@canyoutellemehowtoget
Hello OP
I was interested in your words here:
What if they feel dependent and the therapist keeps taking their money instead of helping them to build their own coping resources?
I think this raises a real question of how does therapy help and how does someone build resources.
I agree with you completely that the end goal of therapy is to help someone manage better in their life.
After many years as a patient i have learned not to fear dependence.
I have understood that it is through (appropriate and boundaried) dependence that people can develop and grow to become more independent. And this makes sense doesn't it - after all that is how infants and children develop. At first there is total dependence on the parent - gradually if all goes well people internalise a good parent who is then always available internally to help them.
Those people we are around us who are very functional and very capable - they are not doing it alone. They have a good internal parent who helps them.
In a psychodynamic or psychoanalytic psychotherapy or psychoanalysis relationship people are helped to develop and grow, not by being "told information" nor even by having all their feelings totally validated all the time. Instead what helps is a safe setting where the patients dependency needs can be taken seriously as it's only through the meeting of those needs that a person can grow more independent.

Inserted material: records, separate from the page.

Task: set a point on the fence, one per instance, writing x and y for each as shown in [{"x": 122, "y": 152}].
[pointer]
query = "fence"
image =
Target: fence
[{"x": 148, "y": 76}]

Of course dependence is difficult and painful. Your therapist has holidays when you miss them so much. They have other patients of whom you are jealous.
Because it's so painful most of us have very powerful defence against needing anyone and are suspicious of any kind of dependence whatever seeing it as a problem to be avoided.
But it is the dependent relationship that heals - the painful feelings that come with it have to somehow be borne and if the patient can bear to talk to the therapist about it the therapist can help him to beat the painful side of dependence. The challenge for the patient is to allow herself to feel those feelings and not trample them down out of all experience. Because they hold the key to getting better.
If people have a history of abusive families then it is extremely hard to trust and depend on anyone and very difficult to have a strong internal good figure to help you in life.
OP I think your response to this consultation could be really good starting point for your next consultation if you have one. Your fears about exploitation, your fears about dependence, about trust and ethics.
Sounds like some part of you knows you need a relationship of this kind but at the same time it is really terrifying to make yourself vulnerable like this when you are used to depending on no one and managing by yourself.